When thinking about the major media’s war reporting, I often think of how the D-day invasion of Europe would have been reported today.  The NYT, NPR, WaPo, MSNBC, et al. would have reported that it was an unmitigated disaster, with gliders and paratroopers crashing into hedgerows miles off target, landing craft hitting the wrong beaches, and thousands dying under withering fire.  All of that is true, but misleading.  D-Day was an amazing triumph under impossibly complex and unpredictable circumstances that turned the war. 

The problem with war is that the other guy has a rather considerable interest in not being killed.  That makes things complicated and unpredictable, and you can’t expect things to be quick, easy, or tidy.

I also agree with this, however:

The problem is that what started as a very strange war [in Libya] — but a war nonetheless — is threatening to become something very different altogether. The New York Times reports that NATO has told the rebels that if they kill civilians then NATO will bomb them, too.

* * *

My larger point, again, is that this is very rapidly moving into uncharted waters. The United States, even under the supervision of a committee (a committee we are, oddly enough, chairman of), even while dotting all of the U.N.’s eyes and crossing all of its tees, and even with only a few CIA operators with alternative footwear (no boots on the ground!), can still mop the floor with Qaddafi’s goons — eventually. But that’s contingent on this actually being, you know, a war. If it becomes something more akin to refereeing a dog fight, I have no idea how it will turn out.
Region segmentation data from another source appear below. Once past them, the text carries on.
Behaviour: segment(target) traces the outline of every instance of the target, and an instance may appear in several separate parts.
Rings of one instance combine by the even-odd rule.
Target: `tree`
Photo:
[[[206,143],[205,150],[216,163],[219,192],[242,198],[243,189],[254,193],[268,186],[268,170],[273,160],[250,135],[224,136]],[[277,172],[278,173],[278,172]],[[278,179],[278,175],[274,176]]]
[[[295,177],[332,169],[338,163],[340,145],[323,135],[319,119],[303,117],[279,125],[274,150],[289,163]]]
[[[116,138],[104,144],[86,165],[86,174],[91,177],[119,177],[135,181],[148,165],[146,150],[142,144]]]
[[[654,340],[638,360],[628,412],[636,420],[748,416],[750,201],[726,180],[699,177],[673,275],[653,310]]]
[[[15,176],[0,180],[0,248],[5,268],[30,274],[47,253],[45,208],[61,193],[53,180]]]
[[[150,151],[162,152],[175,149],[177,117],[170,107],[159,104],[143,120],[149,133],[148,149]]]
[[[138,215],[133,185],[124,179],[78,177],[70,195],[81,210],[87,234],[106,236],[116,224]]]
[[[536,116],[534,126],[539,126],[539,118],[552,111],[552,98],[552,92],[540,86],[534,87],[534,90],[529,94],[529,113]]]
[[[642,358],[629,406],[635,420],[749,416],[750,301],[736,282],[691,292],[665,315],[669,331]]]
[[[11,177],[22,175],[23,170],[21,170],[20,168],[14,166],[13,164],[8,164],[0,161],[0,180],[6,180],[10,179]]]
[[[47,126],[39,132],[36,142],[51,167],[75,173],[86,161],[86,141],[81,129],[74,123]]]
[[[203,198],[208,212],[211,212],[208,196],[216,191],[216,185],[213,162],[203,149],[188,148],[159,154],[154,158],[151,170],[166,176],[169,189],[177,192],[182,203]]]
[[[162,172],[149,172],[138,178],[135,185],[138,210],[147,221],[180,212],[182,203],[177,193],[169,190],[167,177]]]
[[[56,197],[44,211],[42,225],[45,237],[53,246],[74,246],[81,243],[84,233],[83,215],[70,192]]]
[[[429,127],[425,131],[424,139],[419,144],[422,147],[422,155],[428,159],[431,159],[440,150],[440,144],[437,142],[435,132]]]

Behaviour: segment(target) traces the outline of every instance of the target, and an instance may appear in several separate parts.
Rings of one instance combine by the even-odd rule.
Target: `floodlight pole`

I do.  As the name of the blog suggests, I know a bit about dogs.  And I have had the unfortunate experience of refereeing a few dog fights.
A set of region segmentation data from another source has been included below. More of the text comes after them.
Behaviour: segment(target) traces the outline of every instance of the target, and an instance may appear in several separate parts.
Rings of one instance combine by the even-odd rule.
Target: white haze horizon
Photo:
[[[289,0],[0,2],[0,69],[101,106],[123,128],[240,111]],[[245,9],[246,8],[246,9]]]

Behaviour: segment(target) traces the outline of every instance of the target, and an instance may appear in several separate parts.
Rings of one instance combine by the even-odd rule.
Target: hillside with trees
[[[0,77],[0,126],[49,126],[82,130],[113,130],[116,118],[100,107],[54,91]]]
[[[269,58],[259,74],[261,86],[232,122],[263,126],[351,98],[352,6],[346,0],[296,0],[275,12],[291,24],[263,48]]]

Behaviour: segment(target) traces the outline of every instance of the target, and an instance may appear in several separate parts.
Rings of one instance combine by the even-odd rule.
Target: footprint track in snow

What happens is, the referee gets bit.  If you reach in to try to separate the dogs, one of them will bite you. 

Your own will do it by accident; the other guy’s may do it on purpose.  But the dogs are locked in a whirling dervish of a struggle and suddenly this hand appears and grabs one of them.  So it gets bit. 

And in Libya, as near as I (or apparently the President and the Secretary of State) can tell, neither one of the dogs in the fight is ours.  That greatly increases the odds of our losing some blood.